The University of Texas at Dallas

Erik Jonsson School of Engineering and Computer Science

Content

Assistant Professor Explores a New Dimension of Data Analysis

When you think of geometry, you might think of mathematical equations involving the size, shape and position of objects, and the properties of space. And you’d be right.

But what if you could take these geometric principles, feed them into a computer and apply them to large amounts of data, so you could “see” the data expressed as a shape that helps you understand some of the data’s properties?

Dr. Benjamin Raichel, assistant professor of computer science, recently received a National Science Foundation Early Career Development (CAREER) Award for a project that does just that.

Raichel said his research will contribute to the idea of a geometric take on data analysis that will make it both faster and easier to manipulate large amounts of information.
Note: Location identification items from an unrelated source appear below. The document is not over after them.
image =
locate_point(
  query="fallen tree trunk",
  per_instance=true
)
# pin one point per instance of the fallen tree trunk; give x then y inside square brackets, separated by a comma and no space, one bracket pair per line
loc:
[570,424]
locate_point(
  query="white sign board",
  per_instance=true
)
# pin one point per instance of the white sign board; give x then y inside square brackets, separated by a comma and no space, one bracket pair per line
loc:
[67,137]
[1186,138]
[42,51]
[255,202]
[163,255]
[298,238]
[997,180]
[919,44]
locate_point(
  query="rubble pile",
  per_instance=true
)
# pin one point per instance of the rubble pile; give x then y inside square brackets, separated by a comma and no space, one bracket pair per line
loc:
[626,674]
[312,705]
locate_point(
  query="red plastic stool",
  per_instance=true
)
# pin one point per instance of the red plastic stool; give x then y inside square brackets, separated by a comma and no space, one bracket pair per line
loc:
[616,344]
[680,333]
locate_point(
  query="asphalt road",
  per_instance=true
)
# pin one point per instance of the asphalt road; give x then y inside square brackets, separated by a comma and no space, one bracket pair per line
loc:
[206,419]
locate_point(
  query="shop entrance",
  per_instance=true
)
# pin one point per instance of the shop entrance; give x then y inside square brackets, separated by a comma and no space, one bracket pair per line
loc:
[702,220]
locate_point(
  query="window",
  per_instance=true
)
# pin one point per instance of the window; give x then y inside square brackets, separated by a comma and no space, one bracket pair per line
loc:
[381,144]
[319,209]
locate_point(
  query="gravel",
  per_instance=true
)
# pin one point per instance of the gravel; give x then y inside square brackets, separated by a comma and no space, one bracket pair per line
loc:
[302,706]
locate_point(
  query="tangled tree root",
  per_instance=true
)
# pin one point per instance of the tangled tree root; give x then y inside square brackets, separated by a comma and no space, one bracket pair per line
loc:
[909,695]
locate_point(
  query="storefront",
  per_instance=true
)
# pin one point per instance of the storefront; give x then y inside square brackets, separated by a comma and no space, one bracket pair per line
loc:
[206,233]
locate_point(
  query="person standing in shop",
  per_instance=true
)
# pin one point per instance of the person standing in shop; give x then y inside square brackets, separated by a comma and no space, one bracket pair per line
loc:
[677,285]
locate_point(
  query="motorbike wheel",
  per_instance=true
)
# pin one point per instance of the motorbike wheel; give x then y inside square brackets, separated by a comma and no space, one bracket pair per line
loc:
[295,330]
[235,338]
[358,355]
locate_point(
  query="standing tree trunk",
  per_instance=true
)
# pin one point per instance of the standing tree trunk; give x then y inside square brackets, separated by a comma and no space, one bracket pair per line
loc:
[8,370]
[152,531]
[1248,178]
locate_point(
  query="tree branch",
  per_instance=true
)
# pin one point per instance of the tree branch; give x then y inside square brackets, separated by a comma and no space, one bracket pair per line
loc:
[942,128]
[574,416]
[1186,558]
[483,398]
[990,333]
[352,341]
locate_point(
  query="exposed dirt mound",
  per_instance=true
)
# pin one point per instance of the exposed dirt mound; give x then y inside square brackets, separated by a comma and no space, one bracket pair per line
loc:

He admits it’s an abstract concept.

“One of the main benefits of the grant is trying to get researchers to use these geometric insights in handling their data,” he said. “If you understand the geometry of your data, that can improve performance, running time and classification.”

The five-year grant, totaling nearly $500,000, will support his project called Giving Form to Data with a Geometric Scaffold. Raichel said using geometry to structure data and the world around us sounds like a new idea, but it actually dates back to the time of Plato and Aristotle.

“Geometry is something deeply ingrained in us as humans,” said Raichel, who joined the faculty of the Erik Jonsson School of Engineering and Computer Science in 2015. “This is why it’s one of the oldest branches in mathematics. It’s something we can reason about. We understand geometry at an intuitive level.”

Today’s data sets, especially in areas such as machine learning, are often massive and high-dimensional. For example, when trying to classify news articles, each article might be represented as a point where the frequency of each word is a different dimension. This leads to high-dimensional spaces that are hard to understand and where low-dimensional tools break down, what noted mathematician Richard Bellman dubbed the “curse of dimensionality.”

Raichel’s approach is to map to a smaller and simpler subset of the data points that keep the same geometric structure. He said this allows for a more efficient computation of the data and can improve results by removing extraneous information.

“The goal is to identify the geometric structure of the data, summarize it and embed it into a simpler space where computations can be done more efficiently,” Raichel said. “The ultimate purpose is to develop better algorithms for handling data, whether it be for clustering, classification or any number of other computational tasks.”

Raichel will also use his CAREER grant to support student research in the field, develop new courses and organize seminars to raise the profile of using geometry to give form to data.